I’ve been trying so many things to automate solving bugs and adding features 100% by AI and I have to admit it’s been a failure. Without someone that can read the code and fully understand the AI generated code and suggests improvements (SWE in the loop) AI code is mostly not good.
So this is an in-house benchmarks after their undisclosed partnership with a previous benchmark company. Really hope they do not have their next model to vastly outperform on this benchmark in the coming weeks.
They should feed it bootcamp study materials and Cracking the Coding Interview book in order to improve its ability to code.
If it can master Binary Search Trees, it can master anything.
"If you need to improve speed, add Hash Tables."
> The models weren't allowed to access the internet
How many software developers could solve most even simple programming problems (except 'Hello world') with zero shot style (you write in notepad then can compile only once and execute once) without access to internet (stackoverflow, google search, documentation), tools (terminal, debugger, linter, cli)?
I think then it's not the best comparison to make any judgement. Future benchmark should test agents where they allowed to solve the problem in 5-10 minutes, allow give access to internet, documentation, linter, terminal with MCP servers.
What would searching the Internet provide the models that they don’t already have? Most likely data sources such as stack overflow, documentation on the language it’s targeting, and a variety of relevant forum posts are already part of its training set.
Unless someone else came along and said “here’s how to solve x problem step by step”, I don’t see how additional information past its cutoff point would help. (Perhaps the AI could post on a forum and wait for an answer?)
Yes, iterative programming could help via access to tools- I can see that helping.
Why do programmers search for specific questions rather than always relying on their inherent knowledge?
I’m a crappy hobbyist programmer but for me it is useful to see if someone has implemented exactly what I need, or debugged the problem I’m having.
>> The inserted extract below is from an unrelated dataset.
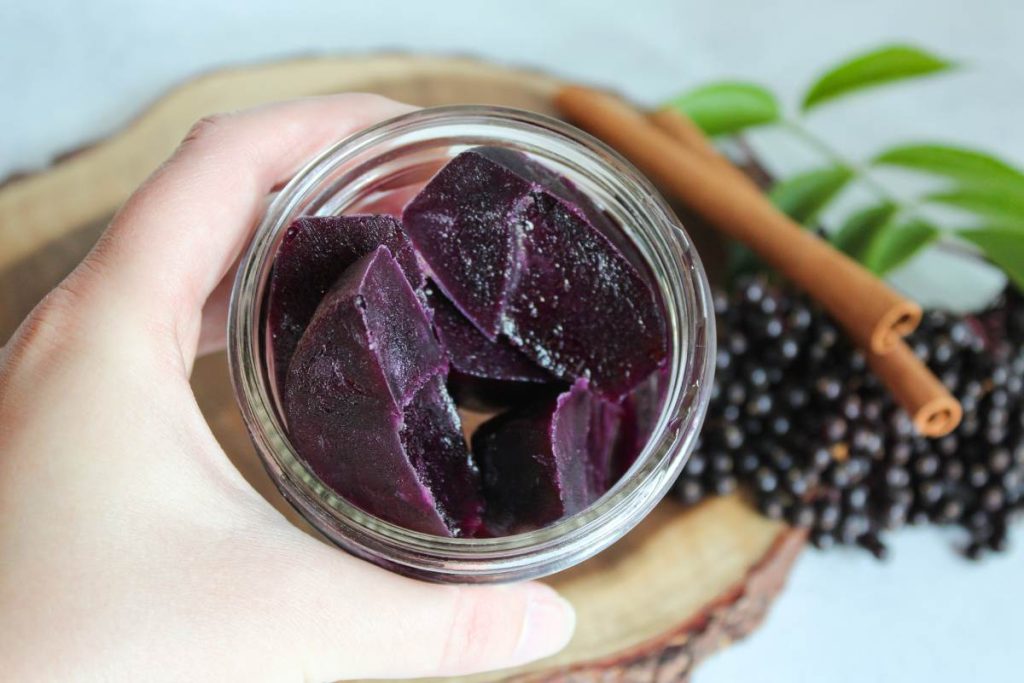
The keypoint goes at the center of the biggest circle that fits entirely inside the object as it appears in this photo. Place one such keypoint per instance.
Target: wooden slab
(683, 584)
I don’t think it’s reasonable to expect programmers or LLMs to know everything about every library’s use in every context just from first principles.
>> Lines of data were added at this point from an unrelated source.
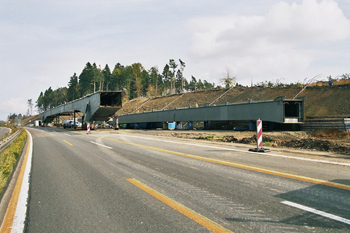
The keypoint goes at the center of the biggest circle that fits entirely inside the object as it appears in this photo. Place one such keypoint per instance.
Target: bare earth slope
(321, 100)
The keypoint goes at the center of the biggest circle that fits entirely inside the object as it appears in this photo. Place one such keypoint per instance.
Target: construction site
(325, 125)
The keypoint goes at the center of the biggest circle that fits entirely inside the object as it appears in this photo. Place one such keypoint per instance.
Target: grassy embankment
(9, 157)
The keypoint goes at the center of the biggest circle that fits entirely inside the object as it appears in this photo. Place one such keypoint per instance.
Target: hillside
(321, 100)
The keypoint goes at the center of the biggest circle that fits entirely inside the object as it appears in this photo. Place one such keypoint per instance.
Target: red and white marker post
(88, 128)
(259, 147)
(259, 133)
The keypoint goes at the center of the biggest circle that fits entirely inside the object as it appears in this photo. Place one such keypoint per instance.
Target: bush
(9, 157)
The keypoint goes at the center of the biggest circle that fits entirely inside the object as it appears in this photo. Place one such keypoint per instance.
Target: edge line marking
(68, 143)
(191, 214)
(318, 212)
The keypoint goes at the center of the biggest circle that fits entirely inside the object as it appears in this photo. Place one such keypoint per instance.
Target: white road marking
(318, 212)
(101, 145)
(229, 149)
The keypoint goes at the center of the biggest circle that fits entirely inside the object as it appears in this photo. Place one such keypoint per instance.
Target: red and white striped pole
(88, 128)
(259, 133)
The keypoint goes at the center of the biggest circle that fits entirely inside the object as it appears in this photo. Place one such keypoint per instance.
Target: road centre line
(237, 165)
(245, 151)
(68, 143)
(318, 212)
(198, 218)
(102, 145)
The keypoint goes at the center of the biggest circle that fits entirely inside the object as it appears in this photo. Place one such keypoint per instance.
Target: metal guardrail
(8, 140)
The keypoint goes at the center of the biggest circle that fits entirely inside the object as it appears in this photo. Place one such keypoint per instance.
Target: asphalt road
(3, 131)
(121, 182)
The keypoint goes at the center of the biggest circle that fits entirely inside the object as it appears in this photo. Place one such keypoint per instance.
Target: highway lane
(3, 131)
(127, 183)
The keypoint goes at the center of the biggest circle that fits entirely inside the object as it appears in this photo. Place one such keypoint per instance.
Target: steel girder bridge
(281, 111)
(98, 106)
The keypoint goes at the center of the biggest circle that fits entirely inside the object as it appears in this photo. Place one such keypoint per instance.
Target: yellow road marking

I do it to save the limited brain power I have before rest or food is required. You could spend 5 minutes writing a sort (at a high level processing) or just use existing code which might take 5 minutes to find but uses less brain power.
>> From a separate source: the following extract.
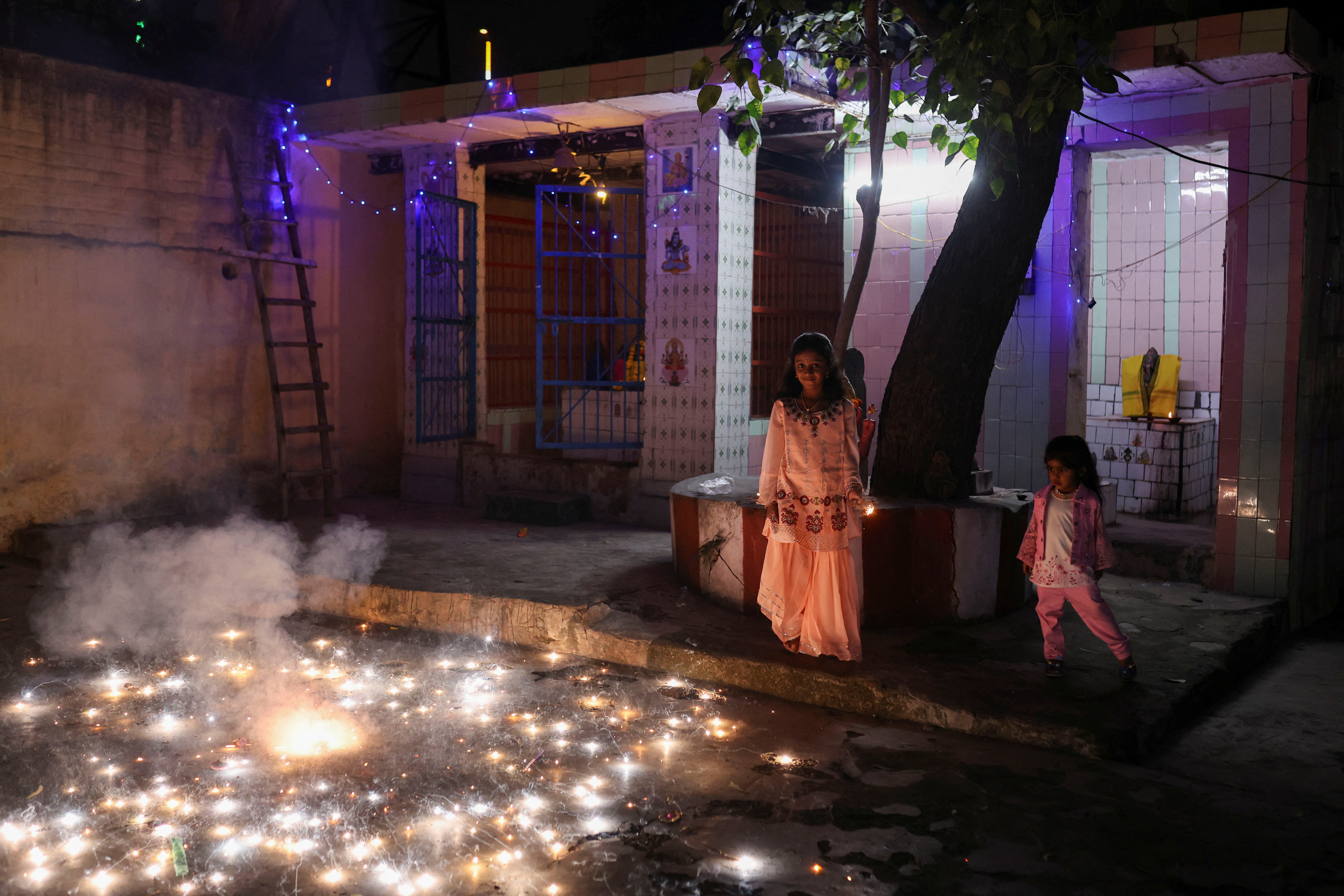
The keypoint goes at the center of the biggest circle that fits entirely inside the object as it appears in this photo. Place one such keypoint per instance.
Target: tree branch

This allows you to use that brain power on specific things that need you and let google remember the format of that specific command or let an ai write out your routing file.
The older I get the less I'm bound by time, lack of knowledge or scope but more limited by clarity. Delegate tasks where possible and keep the clarity for the overall project and your position.
But why would that information not be included in the wide crawl already encoded in the model weights before the knowledge cutoff? I believe the article mentions frontier models so we are talking about models trained on trillions of tokens here
Because cutoff can be like few months ago and you still have new versions of libraries being developed every month. API getting deprecated or removed or new API being added. Model need to have access to the latest API or SDK that is available and know e.g. what iOS SDK you have currently available and what MacOS version you have etc. Having access to github issues also help to figure out if there is bug in library.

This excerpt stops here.